Do informacji o sprzedaży Solarisa po raz pierwszy publicznie odniósł się zarząd firmy. – Chcemy rozwijać i rozbudowywać firmę. Sprawdzamy w tym momencie różne możliwości. Ale chcę jasno podkreślić, że utrzymamy markę, utrzymamy zatrudnienie i utrzymamy naszą produkcję w fabryce – mówi Zbigniew Palenica, członek zarządu Solarisa.
Jak dodaje Palenica, państwo Olszewcy zbudowali firmę od zera. – Przez te wszystkie lata dostawali wiele ofert od różnych firm, które chciały z nimi współpracować. Teraz, gdy pan Olszewski jeździ na wózku inwalidzkim, doszli do wniosku, że warto rozważyć różne możliwości – wyjaśnia Palenica. Podkreśla, że na razi żadna decyzja nie zapadła. Jak się jednak dowiedzieliśmy, nie jest wykluczona sprzedać pakietu większościowego, "jeśli znajdzie się dobry inwestor".
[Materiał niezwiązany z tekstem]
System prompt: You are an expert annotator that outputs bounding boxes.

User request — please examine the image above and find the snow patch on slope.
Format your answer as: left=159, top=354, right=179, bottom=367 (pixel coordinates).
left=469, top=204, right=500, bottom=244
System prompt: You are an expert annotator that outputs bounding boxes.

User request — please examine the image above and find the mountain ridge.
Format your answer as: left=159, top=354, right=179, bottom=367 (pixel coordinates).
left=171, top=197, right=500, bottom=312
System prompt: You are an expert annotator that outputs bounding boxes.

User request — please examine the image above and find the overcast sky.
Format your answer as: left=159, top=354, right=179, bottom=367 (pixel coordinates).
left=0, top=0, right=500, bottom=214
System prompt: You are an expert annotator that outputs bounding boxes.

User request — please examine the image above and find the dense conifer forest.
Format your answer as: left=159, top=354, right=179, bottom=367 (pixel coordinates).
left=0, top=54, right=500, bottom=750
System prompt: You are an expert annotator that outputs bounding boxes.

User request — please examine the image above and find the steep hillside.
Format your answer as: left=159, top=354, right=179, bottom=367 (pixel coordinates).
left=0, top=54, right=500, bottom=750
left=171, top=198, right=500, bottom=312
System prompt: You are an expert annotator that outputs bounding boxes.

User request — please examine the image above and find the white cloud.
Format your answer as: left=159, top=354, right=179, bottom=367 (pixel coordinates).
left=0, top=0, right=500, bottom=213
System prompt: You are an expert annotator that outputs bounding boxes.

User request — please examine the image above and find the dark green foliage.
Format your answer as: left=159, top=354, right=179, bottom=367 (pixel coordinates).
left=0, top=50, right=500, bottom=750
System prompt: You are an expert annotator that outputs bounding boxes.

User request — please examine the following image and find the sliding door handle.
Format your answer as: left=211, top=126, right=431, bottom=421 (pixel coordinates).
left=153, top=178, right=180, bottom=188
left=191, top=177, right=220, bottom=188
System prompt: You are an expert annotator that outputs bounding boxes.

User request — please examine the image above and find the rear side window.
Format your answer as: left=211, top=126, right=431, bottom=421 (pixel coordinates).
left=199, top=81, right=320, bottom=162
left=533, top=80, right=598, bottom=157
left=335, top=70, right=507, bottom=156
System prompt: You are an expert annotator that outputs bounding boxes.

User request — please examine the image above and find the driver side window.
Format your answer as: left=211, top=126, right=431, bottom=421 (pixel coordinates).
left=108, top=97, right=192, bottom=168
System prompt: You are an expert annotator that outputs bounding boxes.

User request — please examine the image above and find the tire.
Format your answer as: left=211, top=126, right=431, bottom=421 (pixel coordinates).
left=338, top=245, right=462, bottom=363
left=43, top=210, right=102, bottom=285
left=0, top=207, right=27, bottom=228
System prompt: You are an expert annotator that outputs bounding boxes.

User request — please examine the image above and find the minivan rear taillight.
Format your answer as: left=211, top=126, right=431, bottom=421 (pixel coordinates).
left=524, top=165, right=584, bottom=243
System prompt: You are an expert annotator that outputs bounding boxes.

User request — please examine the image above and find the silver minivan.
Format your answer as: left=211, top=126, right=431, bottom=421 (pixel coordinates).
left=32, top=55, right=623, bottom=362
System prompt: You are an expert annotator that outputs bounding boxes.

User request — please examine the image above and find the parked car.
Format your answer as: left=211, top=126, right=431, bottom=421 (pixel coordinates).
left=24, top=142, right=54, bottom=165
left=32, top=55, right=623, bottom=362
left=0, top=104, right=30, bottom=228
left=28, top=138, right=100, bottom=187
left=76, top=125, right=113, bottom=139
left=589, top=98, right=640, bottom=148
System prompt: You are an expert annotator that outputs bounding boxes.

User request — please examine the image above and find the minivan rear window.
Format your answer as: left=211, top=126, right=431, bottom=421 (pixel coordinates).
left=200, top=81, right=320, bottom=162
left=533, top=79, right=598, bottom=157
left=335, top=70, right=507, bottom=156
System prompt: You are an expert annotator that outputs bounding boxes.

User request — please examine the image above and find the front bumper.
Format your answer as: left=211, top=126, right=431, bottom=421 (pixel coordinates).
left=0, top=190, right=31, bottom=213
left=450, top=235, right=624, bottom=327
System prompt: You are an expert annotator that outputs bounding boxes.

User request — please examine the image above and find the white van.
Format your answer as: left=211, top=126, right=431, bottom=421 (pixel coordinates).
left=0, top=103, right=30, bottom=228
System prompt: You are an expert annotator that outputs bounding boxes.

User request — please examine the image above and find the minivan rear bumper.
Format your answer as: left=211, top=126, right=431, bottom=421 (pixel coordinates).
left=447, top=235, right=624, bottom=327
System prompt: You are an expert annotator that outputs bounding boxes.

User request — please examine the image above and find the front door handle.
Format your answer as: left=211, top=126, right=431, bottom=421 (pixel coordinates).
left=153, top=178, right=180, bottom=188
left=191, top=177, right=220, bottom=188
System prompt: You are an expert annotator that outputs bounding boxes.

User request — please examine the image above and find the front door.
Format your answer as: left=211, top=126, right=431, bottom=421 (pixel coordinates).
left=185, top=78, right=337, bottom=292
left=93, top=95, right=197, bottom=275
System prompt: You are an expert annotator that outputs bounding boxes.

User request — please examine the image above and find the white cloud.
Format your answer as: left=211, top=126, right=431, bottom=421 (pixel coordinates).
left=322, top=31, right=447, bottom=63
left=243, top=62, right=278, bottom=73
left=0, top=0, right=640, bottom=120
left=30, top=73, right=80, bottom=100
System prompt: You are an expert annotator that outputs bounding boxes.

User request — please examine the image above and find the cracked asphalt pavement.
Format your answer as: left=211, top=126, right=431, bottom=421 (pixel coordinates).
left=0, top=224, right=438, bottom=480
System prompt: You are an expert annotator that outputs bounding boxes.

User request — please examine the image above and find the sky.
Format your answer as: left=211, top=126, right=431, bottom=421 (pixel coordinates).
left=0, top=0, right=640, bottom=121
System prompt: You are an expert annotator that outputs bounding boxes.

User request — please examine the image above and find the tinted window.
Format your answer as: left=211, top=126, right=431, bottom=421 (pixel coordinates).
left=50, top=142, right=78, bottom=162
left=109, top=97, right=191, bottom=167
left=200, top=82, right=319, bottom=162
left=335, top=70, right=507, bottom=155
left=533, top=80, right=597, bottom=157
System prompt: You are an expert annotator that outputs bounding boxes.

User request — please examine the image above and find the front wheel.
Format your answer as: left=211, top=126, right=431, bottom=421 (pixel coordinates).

W zeszłym roku Solaris wyprodukował 1397 autobusów. 445 pojazdów sprzedano w Polsce, a resztę za granicą, z czego najwięcej trafiło do Włoch (225), Niemiec (200) i Norwegii (109). Przychód wyniósł 1,85 mld zł. Firma chwali się, że już 15. rok z rzędu jest liderem nad Wisłą. W tym roku firma zapowiada produkcję łącznie 1500 pojazdów.